The Heat not only swept the four-game season series from the Raptors, but have won the past 15 meetings, never losing to Toronto during the Big Three era.
By contrast, the Heat went 0-4 against the Nets this season, losing both pre-season games to Brooklyn as well.
You do the math.
Spoelstra, of course, won't.
"Typically in this league, it just matters about you," he said before giving his team Saturday off. "You can do case studies whether things translate from the regular season to the post-season. But even dial in deeper, it just doesn't from one series to another, or one game to another, or a quarter to another. It's a whole different ball game in the playoffs."
The Heat have created their own case studies since LeBron James, Dwyane Wade and Chris Bosh came together these past four years, turning regular-season struggles against the Boston Celtics, Chicago Bulls and New York Knicks into post-season success, at times relatively easy post-season success.

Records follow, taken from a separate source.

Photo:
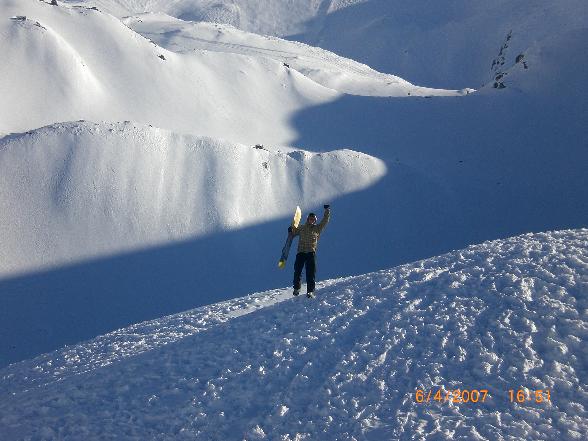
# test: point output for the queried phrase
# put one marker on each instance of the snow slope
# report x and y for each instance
(499, 316)
(459, 170)
(437, 43)
(74, 195)
(59, 73)
(323, 67)
(81, 190)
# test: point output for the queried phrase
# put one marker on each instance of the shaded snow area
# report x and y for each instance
(503, 315)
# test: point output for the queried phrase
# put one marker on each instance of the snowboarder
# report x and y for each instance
(309, 234)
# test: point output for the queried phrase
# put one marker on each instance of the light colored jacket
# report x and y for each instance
(309, 234)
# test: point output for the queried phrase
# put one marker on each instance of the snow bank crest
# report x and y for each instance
(82, 190)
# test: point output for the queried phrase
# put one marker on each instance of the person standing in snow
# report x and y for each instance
(309, 234)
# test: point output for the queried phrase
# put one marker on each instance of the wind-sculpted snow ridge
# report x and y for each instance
(503, 315)
(81, 190)
(69, 63)
(321, 66)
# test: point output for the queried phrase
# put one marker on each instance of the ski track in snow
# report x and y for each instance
(500, 315)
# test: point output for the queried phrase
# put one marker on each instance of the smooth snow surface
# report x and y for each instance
(437, 43)
(59, 72)
(323, 67)
(502, 315)
(101, 189)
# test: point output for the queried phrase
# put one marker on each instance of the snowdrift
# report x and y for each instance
(321, 66)
(446, 44)
(76, 191)
(71, 63)
(495, 317)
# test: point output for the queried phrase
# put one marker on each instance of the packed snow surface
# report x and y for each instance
(83, 190)
(436, 43)
(504, 315)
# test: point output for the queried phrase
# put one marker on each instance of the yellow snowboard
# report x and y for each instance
(286, 249)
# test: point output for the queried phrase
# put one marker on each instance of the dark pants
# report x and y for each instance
(308, 259)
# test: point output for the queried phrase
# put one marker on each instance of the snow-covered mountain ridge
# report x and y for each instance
(503, 315)
(83, 190)
(440, 43)
(58, 72)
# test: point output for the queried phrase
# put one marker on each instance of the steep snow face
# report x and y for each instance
(438, 43)
(70, 63)
(81, 190)
(323, 67)
(274, 17)
(474, 324)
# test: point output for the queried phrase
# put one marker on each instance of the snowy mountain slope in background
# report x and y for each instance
(459, 170)
(58, 73)
(445, 44)
(81, 190)
(325, 68)
(499, 316)
(79, 193)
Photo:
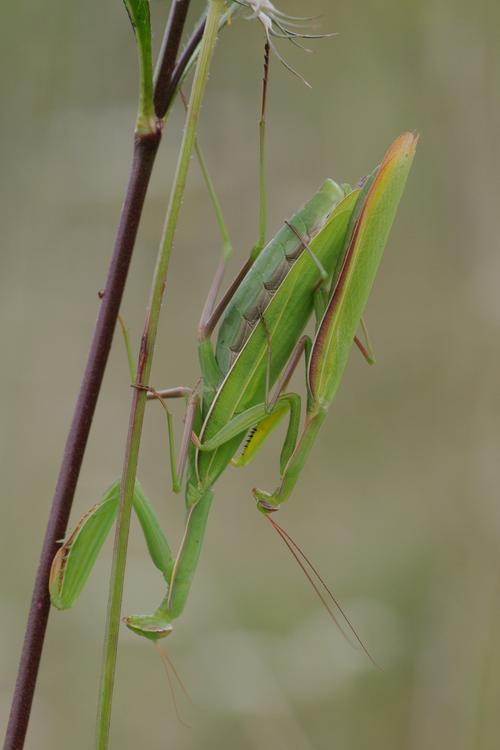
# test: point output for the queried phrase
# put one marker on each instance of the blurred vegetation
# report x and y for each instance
(399, 502)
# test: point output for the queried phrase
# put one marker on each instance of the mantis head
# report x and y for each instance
(153, 627)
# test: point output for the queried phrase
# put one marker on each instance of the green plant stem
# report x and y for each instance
(143, 372)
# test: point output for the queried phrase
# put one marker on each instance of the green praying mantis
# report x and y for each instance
(321, 263)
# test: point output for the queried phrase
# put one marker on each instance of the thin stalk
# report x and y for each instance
(144, 364)
(145, 149)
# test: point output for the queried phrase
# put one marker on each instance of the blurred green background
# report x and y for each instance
(399, 502)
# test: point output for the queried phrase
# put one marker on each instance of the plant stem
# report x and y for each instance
(145, 149)
(144, 364)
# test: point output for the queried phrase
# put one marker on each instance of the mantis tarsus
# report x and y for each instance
(258, 345)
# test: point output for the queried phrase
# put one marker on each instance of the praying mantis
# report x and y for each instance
(322, 263)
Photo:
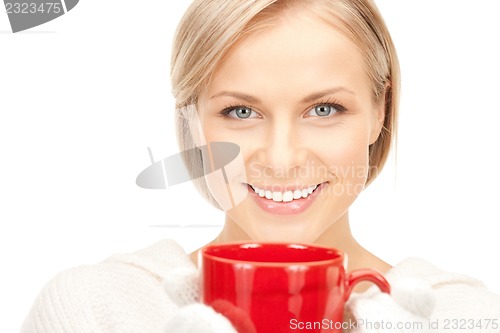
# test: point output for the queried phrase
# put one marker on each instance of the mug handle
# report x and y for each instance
(365, 274)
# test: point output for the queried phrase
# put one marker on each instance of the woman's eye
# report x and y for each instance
(323, 110)
(241, 112)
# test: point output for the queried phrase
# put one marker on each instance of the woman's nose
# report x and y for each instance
(283, 151)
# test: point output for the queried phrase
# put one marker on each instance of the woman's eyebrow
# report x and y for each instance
(309, 98)
(245, 97)
(315, 96)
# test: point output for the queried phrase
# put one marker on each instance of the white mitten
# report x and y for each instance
(182, 286)
(406, 309)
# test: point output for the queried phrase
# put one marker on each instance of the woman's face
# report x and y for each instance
(297, 100)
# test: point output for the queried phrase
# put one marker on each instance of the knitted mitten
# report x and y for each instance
(407, 309)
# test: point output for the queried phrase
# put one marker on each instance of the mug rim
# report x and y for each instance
(337, 261)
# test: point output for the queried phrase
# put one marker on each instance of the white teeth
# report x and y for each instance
(277, 196)
(285, 196)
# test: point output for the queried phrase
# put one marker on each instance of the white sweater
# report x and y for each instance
(124, 293)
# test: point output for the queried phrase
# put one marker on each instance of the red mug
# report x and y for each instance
(280, 287)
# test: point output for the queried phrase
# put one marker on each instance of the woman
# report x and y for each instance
(309, 91)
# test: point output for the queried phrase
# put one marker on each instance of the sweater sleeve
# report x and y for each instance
(122, 294)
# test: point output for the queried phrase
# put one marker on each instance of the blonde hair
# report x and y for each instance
(210, 28)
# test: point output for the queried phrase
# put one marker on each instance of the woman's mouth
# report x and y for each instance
(284, 202)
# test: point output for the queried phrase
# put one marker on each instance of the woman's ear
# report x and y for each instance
(379, 113)
(190, 113)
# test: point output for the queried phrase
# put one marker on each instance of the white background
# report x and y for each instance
(83, 96)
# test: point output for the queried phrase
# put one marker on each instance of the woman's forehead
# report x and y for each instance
(295, 53)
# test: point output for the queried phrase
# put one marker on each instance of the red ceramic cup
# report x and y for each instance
(278, 287)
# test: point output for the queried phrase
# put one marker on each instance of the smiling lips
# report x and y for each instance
(285, 196)
(287, 202)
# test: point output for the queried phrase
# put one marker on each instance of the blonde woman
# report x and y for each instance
(308, 90)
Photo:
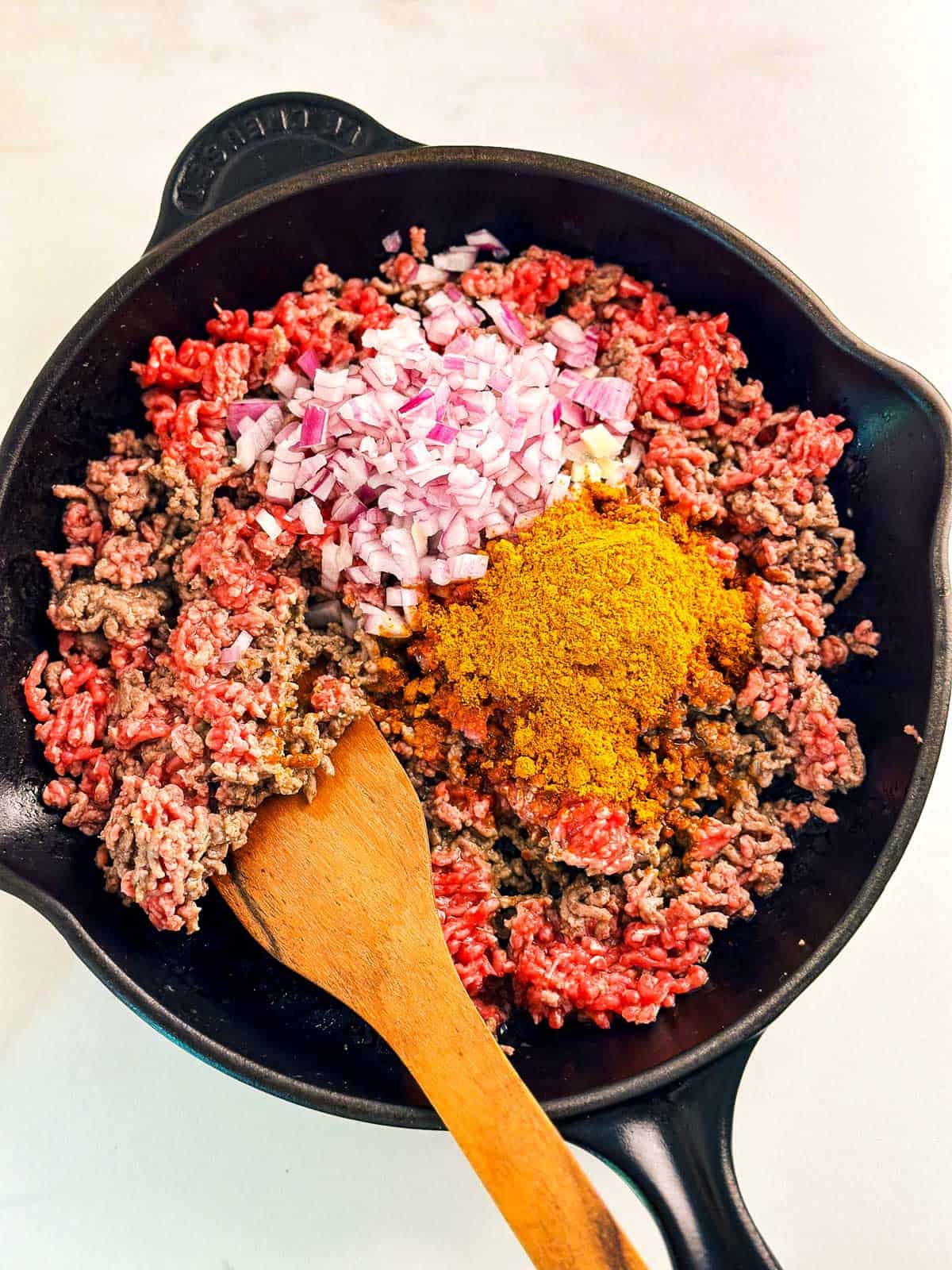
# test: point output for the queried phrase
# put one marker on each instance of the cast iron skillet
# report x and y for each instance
(254, 200)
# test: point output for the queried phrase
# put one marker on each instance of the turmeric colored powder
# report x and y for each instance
(585, 630)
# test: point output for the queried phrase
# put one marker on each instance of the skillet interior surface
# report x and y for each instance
(217, 991)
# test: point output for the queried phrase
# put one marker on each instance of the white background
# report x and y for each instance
(818, 129)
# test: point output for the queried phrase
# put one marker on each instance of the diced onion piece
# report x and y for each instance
(606, 397)
(285, 380)
(232, 654)
(311, 516)
(268, 522)
(505, 321)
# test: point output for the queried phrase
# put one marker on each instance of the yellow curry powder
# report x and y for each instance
(588, 629)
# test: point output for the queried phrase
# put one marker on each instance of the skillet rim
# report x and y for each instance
(750, 1024)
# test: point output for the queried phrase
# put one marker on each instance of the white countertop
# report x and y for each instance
(820, 129)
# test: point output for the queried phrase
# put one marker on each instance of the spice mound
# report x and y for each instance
(539, 525)
(587, 630)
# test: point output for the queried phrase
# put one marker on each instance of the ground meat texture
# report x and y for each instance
(565, 907)
(92, 606)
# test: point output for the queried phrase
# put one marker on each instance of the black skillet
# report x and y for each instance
(254, 200)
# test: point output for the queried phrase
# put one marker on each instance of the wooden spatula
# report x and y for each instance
(340, 892)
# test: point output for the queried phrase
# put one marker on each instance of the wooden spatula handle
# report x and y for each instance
(507, 1137)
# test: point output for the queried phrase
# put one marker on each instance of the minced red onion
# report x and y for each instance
(505, 321)
(443, 436)
(285, 380)
(268, 522)
(606, 397)
(249, 408)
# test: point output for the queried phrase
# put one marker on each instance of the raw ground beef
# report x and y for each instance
(562, 906)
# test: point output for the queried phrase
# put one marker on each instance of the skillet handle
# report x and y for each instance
(676, 1147)
(260, 141)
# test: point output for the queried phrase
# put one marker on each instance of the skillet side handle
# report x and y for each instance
(676, 1147)
(262, 141)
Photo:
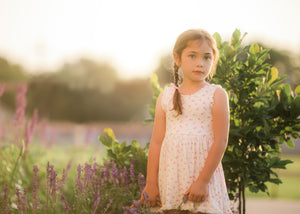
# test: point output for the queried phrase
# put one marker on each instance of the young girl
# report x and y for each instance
(190, 133)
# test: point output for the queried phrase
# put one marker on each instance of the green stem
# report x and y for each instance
(16, 166)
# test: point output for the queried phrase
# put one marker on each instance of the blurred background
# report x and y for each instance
(87, 61)
(87, 64)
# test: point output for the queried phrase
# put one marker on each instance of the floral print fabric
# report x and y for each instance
(187, 141)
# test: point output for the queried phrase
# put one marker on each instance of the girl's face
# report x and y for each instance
(196, 60)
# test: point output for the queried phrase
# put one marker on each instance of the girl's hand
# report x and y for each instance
(197, 192)
(152, 197)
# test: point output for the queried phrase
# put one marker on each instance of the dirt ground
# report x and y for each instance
(271, 206)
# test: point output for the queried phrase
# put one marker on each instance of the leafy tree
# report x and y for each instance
(264, 114)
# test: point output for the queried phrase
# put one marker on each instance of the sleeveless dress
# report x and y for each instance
(185, 147)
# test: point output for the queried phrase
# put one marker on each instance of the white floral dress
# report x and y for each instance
(184, 150)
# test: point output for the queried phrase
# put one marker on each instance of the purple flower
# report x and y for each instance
(35, 197)
(2, 88)
(97, 201)
(78, 180)
(131, 169)
(21, 103)
(29, 129)
(4, 203)
(67, 206)
(141, 181)
(51, 180)
(19, 200)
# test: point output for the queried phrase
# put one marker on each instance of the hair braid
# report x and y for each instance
(177, 105)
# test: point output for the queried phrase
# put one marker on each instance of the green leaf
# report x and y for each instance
(297, 90)
(235, 39)
(273, 74)
(254, 49)
(290, 144)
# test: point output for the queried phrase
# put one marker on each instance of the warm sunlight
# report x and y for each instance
(133, 35)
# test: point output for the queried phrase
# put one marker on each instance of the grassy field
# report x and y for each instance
(61, 155)
(290, 187)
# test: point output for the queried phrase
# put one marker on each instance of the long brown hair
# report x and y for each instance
(180, 45)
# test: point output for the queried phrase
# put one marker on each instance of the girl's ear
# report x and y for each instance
(177, 59)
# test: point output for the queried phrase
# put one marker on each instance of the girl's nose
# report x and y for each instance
(200, 63)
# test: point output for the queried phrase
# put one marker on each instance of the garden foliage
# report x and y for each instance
(264, 114)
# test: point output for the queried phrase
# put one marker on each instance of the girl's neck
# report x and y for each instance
(191, 86)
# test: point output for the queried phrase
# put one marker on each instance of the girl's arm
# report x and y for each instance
(220, 113)
(158, 134)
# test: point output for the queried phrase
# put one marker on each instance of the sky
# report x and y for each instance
(133, 35)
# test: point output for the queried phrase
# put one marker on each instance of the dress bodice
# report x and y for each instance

So surely if it's the Nets who arrive Tuesday, there will be the typical bravado of welcoming the challenge, playing the team supposedly built for this moment, the type of luxury-tax scoundrels that had Micky Arison voting against this current collective-bargaining agreement. Blah, blah, blah.
Don't kid yourself. The reality is they hope the Raptors aren't extinct by Monday.
Yes, DeMar DeRozan is a justifiable all-star, Kyle Lowry as legitimate as any Eastern Conference threat at point guard, Jonas Valanciunas far more in the pivot than anything the Nets offer.
But it's simply not what Paul Pierce, Kevin Garnett, Joe Johnson, Deron Williams and Andrei Kirilenko bring in terms of playoff savvy.
"Whatever team you play, you've got to understand the game they play and don't try to play their game," Wade said amid his own playoff watch. "You have to play your game. So Toronto's up and down; you don't want to play that game. Brooklyn is slow down; we don't want to play that game so much. You've got to try to play your game."
The reality is it would be easier for the Heat to slow down the Raptors, or at least keep pace, than speed up the Nets.
Against the Raptors, the matchups could be more traditional, perhaps even minutes for Greg Oden against Valanciunas.
Against the Nets, it would be difficult to go with Udonis Haslem in the starting lineup. If he defends Garnett, then it's Bosh against Pierce or Johnson or perhaps Shaun Livingston (if he starts) at the outset. On the other end, Garnett could defend Bosh, with Pierce biding his time against Haslem.
That's not to say James, Wade and Bosh couldn't and shouldn't wear down either opponent, especially an opponent coming off a seven-game series, with no more than one day off between games in the second round.
It's just that in this case, the Canadian exchange rate appears more favourable for the Heat.